J-J B : Mais deux millions de logements vides ne sont même pas recensés !
C B : Il n’y en a pas deux millions, il y en a un certain nombre. Vous me parlez en particulier des propriétaires privés, il y en a à peu près trois cent mille. Je pense qu’avec les mesures que nous allons proposer telle que la garantie du risque locatif et un certain nombre d’accords, nous pouvons avoir rapidement une centaine de milliers de logements qui sont actuellement inoccupés sur le marché. Cent mille logements, ça me permet de redonner une fluidité à l’ensemble de la chaîne du logement. A partir de ce moment là je peux davantage répondre aux obligations.
J-J B : Qu’en est-il du coût ?
C B : Mais il n’y a pas uniquement un problème de coût
J-J B : « 25 milliards d’euros d’ici dix ans » disent les spécialistes du logement…
C B : C’est quelque chose qui participera à la croissance de toute façon. Il y a un vieux dicton qui dit que « quand le bâtiment va, tout va » et moi je veux que le bâtiment aille encore mieux pour que la France aille mieux aussi.
J-J B : Si j’ai un revenu même raisonnable, si je suis locataire et que je veux me loger c’est très compliqué…
C B : Vous avez raison c’est très difficile. Il faut savoir qu’aujourd’hui en France, 72% de la population répond aux critères d’attribution du logement HLM. 22% y accèdent. Dans un monde où il n’y a pas suffisamment de logements, il est évident que le marché fait que les loyers sont exorbitants. Il faut absolument répondre à cette problématique et je pense que la seule réponse véritablement efficace c’est la construction de logements, car aujourd’hui comme il n’y a pas d’offre de logement, le coût est très élevé. Plus on construira et plus le prix de l’immobilier pourra baisser.
J-J B : Où en êtes-vous avec les cautions ?
C B : Justement le problème de la garantie du risque locatif va remettre en cause tout ce système, puisque nous assurerons les propriétaires. Étant assurés, il n’y aura aucune raison qu’il redemande une caution de garantie.
J-J B : Est-ce qu’on peut demander un plafonnement de la caution ?

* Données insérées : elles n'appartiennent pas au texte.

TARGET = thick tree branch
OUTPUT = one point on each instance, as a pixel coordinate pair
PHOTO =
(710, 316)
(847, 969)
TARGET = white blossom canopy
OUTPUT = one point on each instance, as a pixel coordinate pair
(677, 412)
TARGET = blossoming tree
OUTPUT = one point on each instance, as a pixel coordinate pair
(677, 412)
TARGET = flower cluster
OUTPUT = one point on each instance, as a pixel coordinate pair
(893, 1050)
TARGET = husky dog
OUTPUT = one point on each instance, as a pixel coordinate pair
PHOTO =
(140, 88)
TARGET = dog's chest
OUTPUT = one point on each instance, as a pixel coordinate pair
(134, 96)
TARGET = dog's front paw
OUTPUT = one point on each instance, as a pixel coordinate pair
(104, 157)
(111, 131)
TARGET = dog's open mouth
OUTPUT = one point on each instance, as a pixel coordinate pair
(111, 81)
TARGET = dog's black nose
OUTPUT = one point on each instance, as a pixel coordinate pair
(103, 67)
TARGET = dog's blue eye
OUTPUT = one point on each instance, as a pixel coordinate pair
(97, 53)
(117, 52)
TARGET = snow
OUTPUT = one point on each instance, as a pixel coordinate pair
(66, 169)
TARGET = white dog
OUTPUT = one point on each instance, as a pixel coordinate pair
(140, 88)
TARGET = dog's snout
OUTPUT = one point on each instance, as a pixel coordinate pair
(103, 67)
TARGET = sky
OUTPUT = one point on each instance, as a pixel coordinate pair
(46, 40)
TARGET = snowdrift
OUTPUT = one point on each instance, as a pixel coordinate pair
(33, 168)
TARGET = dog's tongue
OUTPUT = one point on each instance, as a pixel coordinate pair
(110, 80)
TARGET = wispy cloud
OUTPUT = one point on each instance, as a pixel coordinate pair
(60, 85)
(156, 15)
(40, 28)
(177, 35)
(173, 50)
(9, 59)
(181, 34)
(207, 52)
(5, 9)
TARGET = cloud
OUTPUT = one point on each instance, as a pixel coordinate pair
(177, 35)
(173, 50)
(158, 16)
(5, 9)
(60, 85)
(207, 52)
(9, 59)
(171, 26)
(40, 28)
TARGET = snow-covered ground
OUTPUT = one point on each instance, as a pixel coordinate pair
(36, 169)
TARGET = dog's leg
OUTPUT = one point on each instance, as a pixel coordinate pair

C B : J’espère que ce système, dès janvier, sera une bonne solution aux problèmes de cautions, souvent exorbitantes.
J-J B : Parlons de la TVA Sociale ?
C B : Le Président de la République en avait parlé pendant sa campagne, ensuite on a dit que c’était abandonné, puis c’est revenu en discussion. La TVA Sociale est une idée nouvelle, qui touche à l’allégement des charges des entreprises et qui permet de rétablir une égalité entre les produits importés et exportés. Cela me semble être une idée intéressante mais comme toutes les idées nouvelles, ça inquiète un certain nombre de personnes. Avec le forum des républicains sociaux de mon parti qui est associé à l’UMP, nous portons la TVA Sociale. Nous allons même plus loin puisque nous soutenons le dividende l’Universel qui est un nouveau partage de la richesse et qui me semble inéluctable.
J-J B : C’est-à-dire ?
C B : Le dividende Universel, c’est assurer à tous de ne jamais tomber dans l’extrême précarité.